A Navy That Defends, Not Offends
This is not a call for war. It is a call for readiness.
Ethiopia will rebuild its navy, not to invade neighbors, but to defend trade routes, secure maritime commerce, and protect our Red Sea interests from piracy, illegal fishing, and foreign militarization. Sovereign states have navies. Ethiopia will have one too.
Economic Access, Not Just Military Presence
Imagine this: beach resorts on the Ethiopian coastline. Tourists strolling the shorelines of the Red Sea, discovering a nation known not only for its highlands but its blue waters. This isn’t fantasy it’s potential. Coastal access means tourism, jobs, investment, and the emergence of a new chapter in Ethiopia’s economy.

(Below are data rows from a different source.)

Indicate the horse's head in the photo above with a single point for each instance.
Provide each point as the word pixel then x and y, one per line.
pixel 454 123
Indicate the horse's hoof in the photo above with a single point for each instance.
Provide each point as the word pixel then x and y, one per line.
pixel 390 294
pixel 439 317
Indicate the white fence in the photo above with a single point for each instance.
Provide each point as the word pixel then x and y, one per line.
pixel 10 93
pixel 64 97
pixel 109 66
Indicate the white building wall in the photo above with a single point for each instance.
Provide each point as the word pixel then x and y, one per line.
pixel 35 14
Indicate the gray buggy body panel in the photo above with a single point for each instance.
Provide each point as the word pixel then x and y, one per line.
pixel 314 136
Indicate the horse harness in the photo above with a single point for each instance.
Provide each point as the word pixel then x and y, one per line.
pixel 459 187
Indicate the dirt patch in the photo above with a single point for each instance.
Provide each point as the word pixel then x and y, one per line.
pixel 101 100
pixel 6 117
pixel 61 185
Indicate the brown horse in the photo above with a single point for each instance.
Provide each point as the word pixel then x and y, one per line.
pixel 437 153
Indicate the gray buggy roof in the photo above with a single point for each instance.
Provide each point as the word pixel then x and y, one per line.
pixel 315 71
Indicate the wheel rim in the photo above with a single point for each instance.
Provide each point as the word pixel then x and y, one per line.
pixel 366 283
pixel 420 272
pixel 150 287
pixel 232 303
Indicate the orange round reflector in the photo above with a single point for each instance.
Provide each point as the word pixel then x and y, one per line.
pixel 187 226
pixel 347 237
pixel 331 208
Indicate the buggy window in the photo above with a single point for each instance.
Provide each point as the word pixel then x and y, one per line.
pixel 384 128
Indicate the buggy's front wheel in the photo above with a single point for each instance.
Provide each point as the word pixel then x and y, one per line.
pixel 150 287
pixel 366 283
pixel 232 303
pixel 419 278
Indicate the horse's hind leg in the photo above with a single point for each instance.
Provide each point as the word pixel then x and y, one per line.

Ports are more than docking stations they are hubs of transformation. Ethiopia could build special economic zones, connect them via electrified Standard Gauge Railways, and attract the kind of long-term manufacturing investment that lifts whole generations out of poverty.
The Red Sea Is a Strategic Right, Not an Invasion Plan
Let’s be clear: this is not about aggression. Ethiopia is not seeking war. This is about sovereignty, dignity, and regional balance.
Just as Egypt claims the Nile as its lifeblood, so too must Ethiopia claim its rightful place on the Red Sea peacefully, diplomatically, and firmly. A nation of our size cannot be shut out of regional decision-making. If the Red Sea is now the chessboard of global powers from the U.S. and China to the Gulf monarchies and Israel then Ethiopia deserves a seat at the table, not a place in the audience.
A New Future, A New Map
The truth is unavoidable: Ethiopia needs access to the Red Sea by any peaceful and sustainable means necessary. This is not just a geopolitical shift. It’s a turning point for generations to come.

For Ethiopia, the Red Sea is not about the past. It is about the future. A future of security, commerce, tourism, and sovereignty. And that future must begin now.
Tesema Nadew is an independent columnist writing on Horn of Africa geopolitics, infrastructure, and strategic diplomacy.